Recently we went to a talk by the famous Buddhist monk, Ajahn Brahma. In the middle of the talk, quite unexpectedly AB said, "You know. You should never go for promises. You should always look at the past performance." Still I can't understand why he suddenly said that. (May be he could read my mind as I was very disturbed that day, after reading Sri Lankan News. How Yahapalana bigwigs like MS, RW and CBK were uttering blatant lies without an iota of shame.)
The name Viyathmaga means the way of the Viyathuns. If the meaning of "Viyatha" is "the educated" then the name Viyathmaga is not appropriate. There are many so called educated people but they are vicious, dubious and selfish to the core. Parajitha, Champaka, Ravi, Nirmal, Wijesooriya, Jehan Perera, Amunugama etc are good examples.
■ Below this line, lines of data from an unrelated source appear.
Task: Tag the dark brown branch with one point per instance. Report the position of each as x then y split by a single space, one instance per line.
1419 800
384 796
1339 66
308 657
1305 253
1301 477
If Gota can rename his group to read as "the performers" instead of "the educated" it will be more appropriate. Without any doubt Gota is a big performer whether as a defence secretary or as a town planner/ administrator. He didn't complain about the past. He did what he had to do and got the results. His gang too is the same. They all have walked the talk.

Dinesh Perera said...

I just read your article Elections: the Yahapalanists’ true fear. It is a poor attempt at political analysis. I will concede that the government may not want to contest an election at this moment in time. Following politically difficult decisions like the fuel pricing formula and recent defections of the government it is not an ideal time to contest elections. This is great because they don’t have to. It is like they thought about when to push through unpopular reform and timed it to do the least political harm. You are only accommodated in the paper due to your exaggerated, partisan, and sensationalist manner.